I’m on my way back to Quebec now, after five days in Vancouver. It’s been a terrific trip. The weather has been spectacular and the opening of my exhibition, Clichés to Live By, was a huge success — lots of people of all ages and lots of positive feedback.
Along with visits to the Winsor Gallery to see the show, I’ve been walking around Kitsilano, the area of Vancouver where I stayed. ‘Kits’ was named after a Squamish chief, August Jack Khatsahlano. Once it was a dense wildlife-filled forest; now Craftsman-style houses line the shady streets.
In Vancouver’s temperate climate, gardens grow more lushly and more vigorously than they can in my garden in Quebec. In full bloom everywhere were the blue hydrangeas I’d like to grow but can’t, not because of soil conditions (they require an acid soil; the pink ones need an alkaline soil) but because the temperature drops too low in winter.
Hydrangea macrophylla like these are native to Japan, and many gardens in Kitsilano — and in Vancouver generally — attest to an affinity in growing conditions between the west coast of Canada and the large areas of the countries across the Pacific. Many gardens have a vaguely Japanese aesthetic, with rocks and well-pruned trees.
Walking around, I saw lots of nicely-arranged planters, including these beside my brother-in-law’s front door.
But not all gardens are as peaceful as his. I passed some in my walks that displayed distressingly common faults. Straight-line planting, for instance, seems to be making a come-back, in Kits at least.
For me, these straight lines emphasize how even an attractive plant can be shown to disadvantage when the conditions are right (or should I say wrong?).
Generally, though, the gardens I’ve seen over fences and behind hedges have been a treat. I can even admit a touch of envy… who wouldn’t want to live where growing conditions like these allow sweet peas to tumble carelessly?
What about you? Have you seen any garden horrors recently? Or better, any garden delights?
Oh yes, garden horrors all the time – ha! But mostly I keep my eyes open for moments of garden beauty, and there are plenty of those too. I’m recently returned from the Capital Region Garden Bloggers Fling, and the gardens we toured were lovely, mainly the personal gardens of designers who love to play with plants and art. Pam/Digging: penick.net
I try to close my eyes to the horrors but sometimes it is impossible! But like you, Pam, I’d rather pay attention to the beauty.
Pat, have you visited the Nitobe Memorial Garden in Vancouver yet? It’s a lovely Japanese garden which is part of the UBC Botanical Garden. Well worth the visit. We visited a few years ago, and put a slide show on our blog (Toronto Gardens – yes, we do take liberties and talk about garden travel sometimes) along with some info links.

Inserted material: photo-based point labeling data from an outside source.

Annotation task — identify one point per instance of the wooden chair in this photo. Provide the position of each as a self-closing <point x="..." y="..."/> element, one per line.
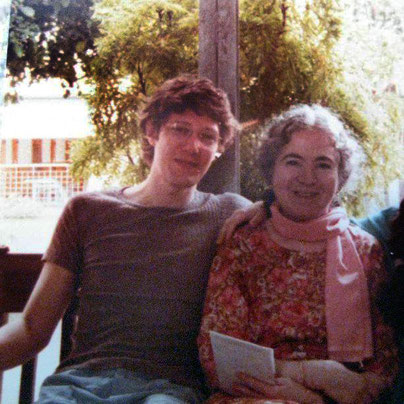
<point x="18" y="275"/>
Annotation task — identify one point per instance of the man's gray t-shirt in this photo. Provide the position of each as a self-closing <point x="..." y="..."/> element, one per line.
<point x="142" y="277"/>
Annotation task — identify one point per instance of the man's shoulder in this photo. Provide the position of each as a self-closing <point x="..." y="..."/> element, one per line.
<point x="94" y="197"/>
<point x="231" y="199"/>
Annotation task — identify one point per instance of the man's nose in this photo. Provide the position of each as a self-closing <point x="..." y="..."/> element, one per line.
<point x="193" y="143"/>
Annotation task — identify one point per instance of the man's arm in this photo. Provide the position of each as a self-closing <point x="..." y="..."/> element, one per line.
<point x="23" y="338"/>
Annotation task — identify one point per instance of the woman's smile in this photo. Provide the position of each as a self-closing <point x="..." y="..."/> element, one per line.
<point x="305" y="178"/>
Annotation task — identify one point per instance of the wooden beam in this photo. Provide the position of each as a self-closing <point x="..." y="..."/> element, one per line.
<point x="219" y="61"/>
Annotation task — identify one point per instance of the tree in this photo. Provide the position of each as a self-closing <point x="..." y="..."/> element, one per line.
<point x="50" y="38"/>
<point x="290" y="52"/>
<point x="141" y="45"/>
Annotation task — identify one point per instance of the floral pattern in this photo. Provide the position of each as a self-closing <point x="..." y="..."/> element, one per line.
<point x="264" y="293"/>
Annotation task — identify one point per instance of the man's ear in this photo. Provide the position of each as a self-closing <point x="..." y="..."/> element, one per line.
<point x="151" y="134"/>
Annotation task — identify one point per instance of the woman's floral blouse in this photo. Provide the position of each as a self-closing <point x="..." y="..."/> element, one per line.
<point x="264" y="293"/>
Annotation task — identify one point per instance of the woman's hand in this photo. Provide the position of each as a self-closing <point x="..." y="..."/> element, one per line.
<point x="253" y="214"/>
<point x="333" y="379"/>
<point x="277" y="388"/>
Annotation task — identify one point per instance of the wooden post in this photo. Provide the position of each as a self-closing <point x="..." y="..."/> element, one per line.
<point x="218" y="61"/>
<point x="4" y="24"/>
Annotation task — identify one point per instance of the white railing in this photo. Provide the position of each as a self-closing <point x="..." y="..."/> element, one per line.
<point x="46" y="183"/>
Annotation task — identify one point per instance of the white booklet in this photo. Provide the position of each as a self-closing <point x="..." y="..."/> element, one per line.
<point x="233" y="355"/>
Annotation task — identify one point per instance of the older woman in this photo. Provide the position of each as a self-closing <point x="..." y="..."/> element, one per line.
<point x="305" y="282"/>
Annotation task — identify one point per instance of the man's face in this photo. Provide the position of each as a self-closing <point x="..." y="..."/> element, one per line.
<point x="184" y="148"/>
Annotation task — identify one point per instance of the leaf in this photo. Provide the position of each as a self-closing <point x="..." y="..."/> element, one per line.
<point x="28" y="11"/>
<point x="80" y="46"/>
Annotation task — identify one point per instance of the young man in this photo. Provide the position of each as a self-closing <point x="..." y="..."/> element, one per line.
<point x="140" y="257"/>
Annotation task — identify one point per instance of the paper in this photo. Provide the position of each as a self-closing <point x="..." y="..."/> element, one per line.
<point x="233" y="355"/>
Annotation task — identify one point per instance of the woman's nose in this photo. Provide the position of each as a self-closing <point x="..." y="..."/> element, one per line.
<point x="307" y="176"/>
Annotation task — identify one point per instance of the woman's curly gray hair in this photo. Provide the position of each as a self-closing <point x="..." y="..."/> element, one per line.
<point x="302" y="117"/>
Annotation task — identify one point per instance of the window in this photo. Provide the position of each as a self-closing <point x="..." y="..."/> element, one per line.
<point x="37" y="150"/>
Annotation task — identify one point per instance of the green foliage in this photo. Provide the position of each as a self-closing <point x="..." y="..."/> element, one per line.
<point x="142" y="44"/>
<point x="291" y="55"/>
<point x="290" y="52"/>
<point x="48" y="38"/>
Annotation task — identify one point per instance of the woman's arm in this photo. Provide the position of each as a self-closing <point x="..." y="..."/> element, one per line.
<point x="25" y="337"/>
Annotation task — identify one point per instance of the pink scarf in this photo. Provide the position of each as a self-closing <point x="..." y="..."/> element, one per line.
<point x="347" y="306"/>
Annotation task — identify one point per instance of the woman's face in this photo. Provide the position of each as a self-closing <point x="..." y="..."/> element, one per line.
<point x="305" y="177"/>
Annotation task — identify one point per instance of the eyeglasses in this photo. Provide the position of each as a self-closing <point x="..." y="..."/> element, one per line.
<point x="182" y="132"/>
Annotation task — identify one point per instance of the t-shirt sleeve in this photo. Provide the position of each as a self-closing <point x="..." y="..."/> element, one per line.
<point x="65" y="248"/>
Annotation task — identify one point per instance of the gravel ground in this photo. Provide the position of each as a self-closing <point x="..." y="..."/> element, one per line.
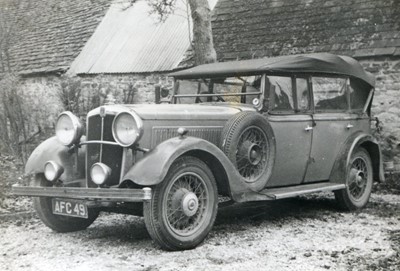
<point x="306" y="233"/>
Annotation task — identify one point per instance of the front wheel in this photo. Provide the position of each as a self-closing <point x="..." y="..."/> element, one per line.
<point x="59" y="223"/>
<point x="183" y="207"/>
<point x="358" y="182"/>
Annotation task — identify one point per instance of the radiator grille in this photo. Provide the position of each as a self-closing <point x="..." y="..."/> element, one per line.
<point x="111" y="155"/>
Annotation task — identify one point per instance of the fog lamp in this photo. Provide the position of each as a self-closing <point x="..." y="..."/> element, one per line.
<point x="52" y="171"/>
<point x="100" y="173"/>
<point x="127" y="128"/>
<point x="68" y="129"/>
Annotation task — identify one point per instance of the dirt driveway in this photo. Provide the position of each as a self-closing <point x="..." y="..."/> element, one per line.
<point x="296" y="234"/>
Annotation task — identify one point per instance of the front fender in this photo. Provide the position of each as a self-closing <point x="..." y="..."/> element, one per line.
<point x="153" y="167"/>
<point x="51" y="149"/>
<point x="358" y="139"/>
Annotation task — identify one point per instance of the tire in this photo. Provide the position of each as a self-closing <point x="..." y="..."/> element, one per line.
<point x="248" y="141"/>
<point x="183" y="207"/>
<point x="359" y="178"/>
<point x="58" y="223"/>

A few years ago I peered through the gate but I haven’t been inside. I meant to go this trip but it just didn’t happen. So next time, maybe.
It strikes me that it’s the architecture rather than the plants and the garden design that show where you are.
Architecture can be important in showing you where you are, I agree, but not in all countries or regions. Many suburban developments in North America could be picked up and put somewhere else and you’d never notice the difference. Plants can only grow where the conditions meet their needs. That’s why I come home from England — and Vancouver — with plant envy!
Definitely envious of the growing conditions when I visited Vancouver. Nitobe is our favorite Japanese garden. Perfect size and plantings and usually not many visitors, so it offers a very thoughtful and sesual experience.
You are making me sadder than ever that i didn’t find time to visit Nitobe.
Oh, those poor Impatiens. Someone put them out of their misery.
I was tempted, I admit.
I think all gnomes should be banned from all gardens. Straight line planting should be prohibited as well!
Gnomes, maybe, maybe not. Straight lines — not like those impatiens. But I love straight lines in some places.
Some gardens are great but most I find are just over grown generally speaking around town and here in Victoria too. It just all grows in a clump! Hope you exhibit is going well!
Yes, the exhibit is going really well. I’m pleased with the response. I’m now asking myself what is next!